昨年11月、中国が新彊ウイグル自治区で100万人ものウイグル人を強制連行し、収容所に閉じ込めている実態が世界で報じられた。きっかけは、米紙ニューヨーク・タイムズと、国際調査報道ジャーナリスト連合(ICIJ)の報道である。

とりわけ、ニューヨーク・タイムズは、中国共産党指導部メンバーから入手した内部告発文書を基に報じていた。私が注目したのは、告発の動機である。

同紙によれば、告発者は「習氏を含めた党指導者たちが、大量強制収容の犯罪から逃げおおせないようにしたい」と考えて文書を提供した、という。

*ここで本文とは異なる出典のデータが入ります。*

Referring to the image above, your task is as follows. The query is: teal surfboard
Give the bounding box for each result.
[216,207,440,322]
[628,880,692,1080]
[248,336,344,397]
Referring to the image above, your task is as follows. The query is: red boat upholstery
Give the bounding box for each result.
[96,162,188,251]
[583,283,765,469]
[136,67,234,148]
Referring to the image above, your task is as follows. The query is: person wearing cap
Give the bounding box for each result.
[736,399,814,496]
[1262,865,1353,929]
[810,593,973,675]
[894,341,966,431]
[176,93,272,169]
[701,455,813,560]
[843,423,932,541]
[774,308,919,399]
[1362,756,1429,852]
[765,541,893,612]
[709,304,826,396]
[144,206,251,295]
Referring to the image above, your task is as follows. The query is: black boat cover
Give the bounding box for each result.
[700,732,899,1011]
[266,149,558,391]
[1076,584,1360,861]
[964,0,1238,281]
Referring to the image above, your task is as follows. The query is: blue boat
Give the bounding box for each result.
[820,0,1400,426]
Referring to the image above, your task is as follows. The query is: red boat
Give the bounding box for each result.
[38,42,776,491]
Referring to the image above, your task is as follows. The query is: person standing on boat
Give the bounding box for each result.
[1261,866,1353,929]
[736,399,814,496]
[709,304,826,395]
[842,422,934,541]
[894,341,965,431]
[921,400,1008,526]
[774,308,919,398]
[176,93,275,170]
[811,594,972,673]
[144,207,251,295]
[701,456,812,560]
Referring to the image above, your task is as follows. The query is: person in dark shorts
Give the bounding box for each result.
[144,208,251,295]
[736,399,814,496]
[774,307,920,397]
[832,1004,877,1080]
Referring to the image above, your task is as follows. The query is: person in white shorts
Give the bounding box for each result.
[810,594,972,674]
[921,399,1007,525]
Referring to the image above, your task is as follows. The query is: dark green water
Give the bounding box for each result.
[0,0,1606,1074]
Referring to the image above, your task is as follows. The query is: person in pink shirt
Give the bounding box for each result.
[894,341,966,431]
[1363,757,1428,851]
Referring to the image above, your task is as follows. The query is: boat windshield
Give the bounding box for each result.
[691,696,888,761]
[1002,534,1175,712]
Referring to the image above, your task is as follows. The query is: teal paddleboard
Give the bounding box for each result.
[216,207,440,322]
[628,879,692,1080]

つまり、中国共産党の内部に習路線に反対する勢力が存在している証拠にほかならない。彼は黙って眺めるだけでなく、行動した。表立った反乱とは言えないが、少なくとも権力内部で暗闘があるのは、確実ではないか。

今回の敗北で、台湾政策を統括する中国国務院の台湾事務弁公室が「責任を追及される」という見方もある。習政権の強権的性格を考えれば、ありそうな話しだ。どんどん、やればいい。左翼政権はそうやって倒れていくのだ。

以上の寄稿は、以前から吾輩が主張してきた内容と同じであるが、非常にコンパクトにまとめられている。さすが、文章作成の達人である。吾輩の主張も、ウイグル民族に対する弾圧から、中国共産党独裁体制は崩壊するのではないか。また、最後は自由と民主主義体制が勝利し、最後は共産党独裁体制は崩壊すると主張してきた。逆に言うと、自由と民主主義を信じる人々は、絶対に共産党独裁体制に負けないということだ。そういう意味では、今回の蔡英文総統の再選は、“中国大陸の解体を早めた"と言える。

ところで、長谷川氏は以前「東京新聞」に在籍していたが、寄稿者の経歴に「東京新聞」ということが記されていない。おそらく、左翼メディアと言われる「東京新聞」を退職して、経歴に「東京新聞」を入れることを避けたようだ。その意味では、吾輩と同じ心境と言える。